B. Sermaye Hareketleri Kanalı

5. Özel Sektör Borçlanmaları

Uluslararası sermaye hareketlerindeki serbestleşmeyle birlikte özel sektör, yurtdışından borçlanma olanağına kavuşmuştur. Uluslararası mali alanda artan rekabet mali yenilikleri hızlandırmış ve bu mali yenilikler, şirketlerin eskiden erişemedikleri kaynaklara erişmelerini sağlamıştır.103 Günümüzde özel sektör

dışarıdan borçlanmak istediğinde ya uluslararası para piyasasından ya da sermaye piyasalarından bunu gerçekleştirmektedir.

Uluslararası para piyasasından borçlanmanın birinci yolu, uluslararası ticari banka kredisi kullanmaktır. Ancak bu krediler çok kısa sürelidir. Bankalar genellikle likidite pozisyonlarını korumak amacıyla uzun dönemli kredi kullandırmayı tercih etmezler. Zaten risk yüksek olacağı için uluslararası bankaların, kredi kullandırmada özel sektöre pek ağırlık vermediği gözlemlenmektedir. Bu açıdan bakıldığında gelişmiş ülkelerdeki (ABD, Japonya, gibi) büyük özel şirketlerin ve ÇUŞ’ların şansı bu konuda daha fazladır. Uluslararası para piyasalarından borçlanmanın bir diğer yolu ise eurodolar piyasalarıdır. Bu piyasa II. Dünya Savaşı’ndan sonra ortaya çıkan ve özellikle 1960’lardan sonra hızlı gelişmeler gösteren uluslararası bir para piyasasıdır.104 Özel şirketler, özellikle de ÇUŞ’lar, likidite finansmanını sağlamada bu kaynağa başvurabilirler. Ancak bu piyasa da yine daha çok kısa vadeli borçlanmalar için uygundur. Ayrıca eurodolar piyasası ulusal hükümetlerin istikrara yönelik çabalarının etkinliğini azaltacaktır. Örneğin; yurtiçi enflasyonu önlemek için kredi kısıtlamasına gidildiği bir durumda bazı büyük firmaların bu piyasalardan borçlanmaları, hükümetin enflasyonla mücadelesini güçleştirebilir. Bu, özellikle europara işlemlerine oranla yurtiçi mali işlem hacminin sınırlı olduğu küçük ülkeler için söz konusu olacaktır.

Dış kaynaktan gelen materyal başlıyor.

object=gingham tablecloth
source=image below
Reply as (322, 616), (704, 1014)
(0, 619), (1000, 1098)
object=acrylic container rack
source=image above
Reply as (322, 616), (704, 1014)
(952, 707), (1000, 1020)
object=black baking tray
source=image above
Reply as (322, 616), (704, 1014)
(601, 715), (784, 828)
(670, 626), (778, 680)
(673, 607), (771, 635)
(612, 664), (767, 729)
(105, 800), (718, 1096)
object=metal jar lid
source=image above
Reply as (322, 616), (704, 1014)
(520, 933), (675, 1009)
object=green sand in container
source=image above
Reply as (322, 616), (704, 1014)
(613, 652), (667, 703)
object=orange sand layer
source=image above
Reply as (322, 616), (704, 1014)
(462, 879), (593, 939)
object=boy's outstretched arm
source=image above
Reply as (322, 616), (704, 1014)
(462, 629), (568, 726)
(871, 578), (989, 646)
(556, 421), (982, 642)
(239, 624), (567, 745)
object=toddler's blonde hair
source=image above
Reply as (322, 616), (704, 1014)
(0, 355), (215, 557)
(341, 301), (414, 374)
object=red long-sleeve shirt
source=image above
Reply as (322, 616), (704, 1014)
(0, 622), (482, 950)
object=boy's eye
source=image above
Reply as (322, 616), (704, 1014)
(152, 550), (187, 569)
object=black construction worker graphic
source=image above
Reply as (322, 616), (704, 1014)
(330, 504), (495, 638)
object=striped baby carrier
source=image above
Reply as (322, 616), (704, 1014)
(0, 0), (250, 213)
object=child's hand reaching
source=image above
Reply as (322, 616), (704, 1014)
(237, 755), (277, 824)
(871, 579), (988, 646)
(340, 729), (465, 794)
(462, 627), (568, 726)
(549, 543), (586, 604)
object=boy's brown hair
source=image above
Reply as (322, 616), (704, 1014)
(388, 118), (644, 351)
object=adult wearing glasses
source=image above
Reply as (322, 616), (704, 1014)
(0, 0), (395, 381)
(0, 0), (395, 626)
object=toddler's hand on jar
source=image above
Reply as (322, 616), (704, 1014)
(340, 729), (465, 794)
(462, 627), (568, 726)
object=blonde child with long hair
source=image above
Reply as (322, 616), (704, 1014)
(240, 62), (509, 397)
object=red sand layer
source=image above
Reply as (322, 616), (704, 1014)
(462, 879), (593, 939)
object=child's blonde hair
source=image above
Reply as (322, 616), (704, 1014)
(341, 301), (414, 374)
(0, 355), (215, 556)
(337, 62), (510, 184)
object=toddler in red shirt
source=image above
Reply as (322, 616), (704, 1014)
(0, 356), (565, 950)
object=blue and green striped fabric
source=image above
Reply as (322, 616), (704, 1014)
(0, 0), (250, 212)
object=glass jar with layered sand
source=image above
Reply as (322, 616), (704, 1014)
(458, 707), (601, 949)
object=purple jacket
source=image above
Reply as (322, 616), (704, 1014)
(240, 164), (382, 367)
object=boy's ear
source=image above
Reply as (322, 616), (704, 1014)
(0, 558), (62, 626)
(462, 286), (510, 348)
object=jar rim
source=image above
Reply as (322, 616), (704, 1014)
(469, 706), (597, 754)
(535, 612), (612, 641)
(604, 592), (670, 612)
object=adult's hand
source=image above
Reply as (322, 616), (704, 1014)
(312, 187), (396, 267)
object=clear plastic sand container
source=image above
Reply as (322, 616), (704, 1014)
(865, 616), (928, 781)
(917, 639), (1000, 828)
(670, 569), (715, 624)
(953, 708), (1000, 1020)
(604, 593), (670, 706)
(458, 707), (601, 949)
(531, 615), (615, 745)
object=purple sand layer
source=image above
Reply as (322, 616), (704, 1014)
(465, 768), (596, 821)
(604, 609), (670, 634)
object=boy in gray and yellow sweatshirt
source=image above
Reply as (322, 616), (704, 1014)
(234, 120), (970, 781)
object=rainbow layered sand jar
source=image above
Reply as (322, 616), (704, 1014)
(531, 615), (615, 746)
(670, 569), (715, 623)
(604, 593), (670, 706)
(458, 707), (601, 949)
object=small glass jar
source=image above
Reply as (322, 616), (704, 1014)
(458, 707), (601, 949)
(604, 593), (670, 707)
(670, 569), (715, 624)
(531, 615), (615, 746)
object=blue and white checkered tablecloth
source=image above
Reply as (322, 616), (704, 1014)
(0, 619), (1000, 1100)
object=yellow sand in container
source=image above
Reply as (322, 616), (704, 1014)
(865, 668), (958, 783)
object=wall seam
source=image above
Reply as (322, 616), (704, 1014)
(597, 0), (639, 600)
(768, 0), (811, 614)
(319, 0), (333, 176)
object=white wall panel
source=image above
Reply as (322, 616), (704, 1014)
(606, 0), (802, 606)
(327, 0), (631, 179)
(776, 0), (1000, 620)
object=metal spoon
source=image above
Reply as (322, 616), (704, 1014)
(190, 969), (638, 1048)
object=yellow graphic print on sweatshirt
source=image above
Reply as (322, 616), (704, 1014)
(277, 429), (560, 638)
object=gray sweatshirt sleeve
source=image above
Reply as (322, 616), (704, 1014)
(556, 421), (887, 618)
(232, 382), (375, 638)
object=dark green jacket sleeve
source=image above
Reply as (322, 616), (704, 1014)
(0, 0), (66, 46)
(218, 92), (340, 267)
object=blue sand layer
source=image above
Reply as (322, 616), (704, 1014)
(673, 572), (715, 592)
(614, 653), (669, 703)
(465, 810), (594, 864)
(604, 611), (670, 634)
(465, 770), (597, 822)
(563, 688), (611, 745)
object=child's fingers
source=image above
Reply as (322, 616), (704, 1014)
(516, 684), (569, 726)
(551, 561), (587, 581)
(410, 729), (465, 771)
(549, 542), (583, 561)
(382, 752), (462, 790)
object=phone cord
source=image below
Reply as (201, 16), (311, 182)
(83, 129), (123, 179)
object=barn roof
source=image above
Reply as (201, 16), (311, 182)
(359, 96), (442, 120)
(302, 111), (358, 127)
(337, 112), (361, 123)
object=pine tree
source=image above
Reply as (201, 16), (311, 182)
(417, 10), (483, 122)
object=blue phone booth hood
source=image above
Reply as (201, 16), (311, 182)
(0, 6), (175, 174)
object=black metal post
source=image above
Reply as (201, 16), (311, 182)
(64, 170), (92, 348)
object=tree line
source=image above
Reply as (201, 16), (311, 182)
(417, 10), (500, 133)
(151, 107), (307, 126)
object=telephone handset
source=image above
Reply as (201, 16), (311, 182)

Bunun dışında özel sektörün borçlanabilmek amacıyla tercih ettiği bir diğer piyasa da uluslararası sermaye piyasalarıdır. Bu piyasalar, genellikle orta ve uzun vadeli işlemlerin yapıldığı piyasalardır. Özel sektör kuruluşları, çıkarttıkları tahvilleri uluslararası piyasalarda satışa sunmak suretiyle bu piyasalardan borçlanırlar. Bu tahviller ya hangi ülkenin piyasasında satılacaksa o ülkenin parasına bağlı olarak çıkartılırlar ya da dolara bağlı olarak çıkartılırlar. Ancak kredi sendikasyonuna giren farklı ülkelere mensup bankalar bu tahvilleri kendi ulusal piyasalarında satışa sunarlar. Özel işletmelerin bu piyasayı tercih etmelerinin nedeni, çıkarttıkları tahvil hisse senetlerini uluslararası piyasalarda satışa sunmaları ile elde edecekleri fon miktarının ulusal piyasadan elde edeceklerinden çok daha fazla olmasıdır.

Kısacası, özel sektörün dış borçlarının artmasında sermaye hareketlerinin serbestleşmesinin rolü büyüktür. İç ve dış faiz oranlarındaki olağanüstü farklılıklardan dolayı genellikle uluslararası piyasalar tercih edilmektedir.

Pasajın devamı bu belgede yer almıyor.